[Mlir-commits] [mlir] a819e73 - [mlir] Support broadcast dimensions in ProgressiveVectorToSCF
Matthias Springer
llvmlistbot at llvm.org
Fri Apr 23 02:01:59 PDT 2021
Author: Matthias Springer
Date: 2021-04-23T18:01:32+09:00
New Revision: a819e7339315687f06f686971a649f614afbd987
URL: https://github.com/llvm/llvm-project/commit/a819e7339315687f06f686971a649f614afbd987
DIFF: https://github.com/llvm/llvm-project/commit/a819e7339315687f06f686971a649f614afbd987.diff
LOG: [mlir] Support broadcast dimensions in ProgressiveVectorToSCF
This commit adds support for broadcast dimensions in permutation maps of vector transfer ops.

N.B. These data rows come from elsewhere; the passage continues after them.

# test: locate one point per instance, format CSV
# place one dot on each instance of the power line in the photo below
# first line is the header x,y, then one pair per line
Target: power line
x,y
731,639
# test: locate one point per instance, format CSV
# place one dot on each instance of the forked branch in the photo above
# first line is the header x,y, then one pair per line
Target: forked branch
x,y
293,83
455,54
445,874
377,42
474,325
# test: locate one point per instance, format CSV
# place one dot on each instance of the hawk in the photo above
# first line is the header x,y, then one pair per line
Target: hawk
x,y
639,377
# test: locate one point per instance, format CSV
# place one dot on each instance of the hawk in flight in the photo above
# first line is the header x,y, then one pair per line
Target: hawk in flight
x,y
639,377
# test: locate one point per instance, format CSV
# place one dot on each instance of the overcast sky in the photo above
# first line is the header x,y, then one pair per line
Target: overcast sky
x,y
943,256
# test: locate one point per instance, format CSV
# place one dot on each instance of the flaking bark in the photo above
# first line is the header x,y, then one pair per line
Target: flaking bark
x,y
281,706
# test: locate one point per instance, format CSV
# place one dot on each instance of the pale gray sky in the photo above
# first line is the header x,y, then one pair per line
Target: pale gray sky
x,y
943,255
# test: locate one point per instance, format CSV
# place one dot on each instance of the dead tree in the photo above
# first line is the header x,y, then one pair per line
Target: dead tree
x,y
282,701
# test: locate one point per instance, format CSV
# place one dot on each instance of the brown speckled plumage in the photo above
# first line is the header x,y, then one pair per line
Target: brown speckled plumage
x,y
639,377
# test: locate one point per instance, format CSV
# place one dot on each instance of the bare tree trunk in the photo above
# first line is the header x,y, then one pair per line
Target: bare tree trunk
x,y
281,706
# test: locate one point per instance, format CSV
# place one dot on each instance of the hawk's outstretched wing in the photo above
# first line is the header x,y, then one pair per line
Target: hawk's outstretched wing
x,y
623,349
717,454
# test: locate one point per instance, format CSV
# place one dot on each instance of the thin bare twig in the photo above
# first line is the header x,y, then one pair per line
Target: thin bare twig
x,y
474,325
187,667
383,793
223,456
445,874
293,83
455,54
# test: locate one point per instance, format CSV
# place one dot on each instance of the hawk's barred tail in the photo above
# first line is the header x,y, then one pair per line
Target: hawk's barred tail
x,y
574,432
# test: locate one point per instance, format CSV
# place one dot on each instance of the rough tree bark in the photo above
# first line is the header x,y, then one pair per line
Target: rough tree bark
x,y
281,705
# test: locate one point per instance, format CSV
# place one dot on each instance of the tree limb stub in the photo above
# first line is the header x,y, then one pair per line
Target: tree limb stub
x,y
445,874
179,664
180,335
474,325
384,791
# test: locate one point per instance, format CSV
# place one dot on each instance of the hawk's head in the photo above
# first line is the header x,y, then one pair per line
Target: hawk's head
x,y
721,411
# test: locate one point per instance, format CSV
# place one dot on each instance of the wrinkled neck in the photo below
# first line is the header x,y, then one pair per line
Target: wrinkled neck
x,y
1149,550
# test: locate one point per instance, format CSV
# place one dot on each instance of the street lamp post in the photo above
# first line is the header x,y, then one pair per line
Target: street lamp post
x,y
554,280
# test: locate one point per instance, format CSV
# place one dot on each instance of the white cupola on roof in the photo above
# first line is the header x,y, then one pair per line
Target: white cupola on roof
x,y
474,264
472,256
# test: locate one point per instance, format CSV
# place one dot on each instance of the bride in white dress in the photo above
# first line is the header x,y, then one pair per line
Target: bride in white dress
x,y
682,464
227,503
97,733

Also fixes a bug in VectorToSCF that generated incorrect in-bounds checks for broadcast dimensions.
Differential Revision: https://reviews.llvm.org/D101019
Added:
Modified:
mlir/lib/Conversion/VectorToSCF/ProgressiveVectorToSCF.cpp
mlir/lib/Conversion/VectorToSCF/VectorToSCF.cpp
mlir/test/Integration/Dialect/Vector/CPU/test-transfer-read-1d.mlir
mlir/test/Integration/Dialect/Vector/CPU/test-transfer-read-2d.mlir
mlir/test/Integration/Dialect/Vector/CPU/test-transfer-read-3d.mlir
Removed:
################################################################################
diff --git a/mlir/lib/Conversion/VectorToSCF/ProgressiveVectorToSCF.cpp b/mlir/lib/Conversion/VectorToSCF/ProgressiveVectorToSCF.cpp
index 05f8dc4b4856..3eb6072e7979 100644
--- a/mlir/lib/Conversion/VectorToSCF/ProgressiveVectorToSCF.cpp
+++ b/mlir/lib/Conversion/VectorToSCF/ProgressiveVectorToSCF.cpp
@@ -70,13 +70,16 @@ static Value setAllocAtFunctionEntry(MemRefType type, Operation *op) {
/// Given a vector transfer op, calculate which dimension of the `source`
/// memref should be unpacked in the next application of TransferOpConversion.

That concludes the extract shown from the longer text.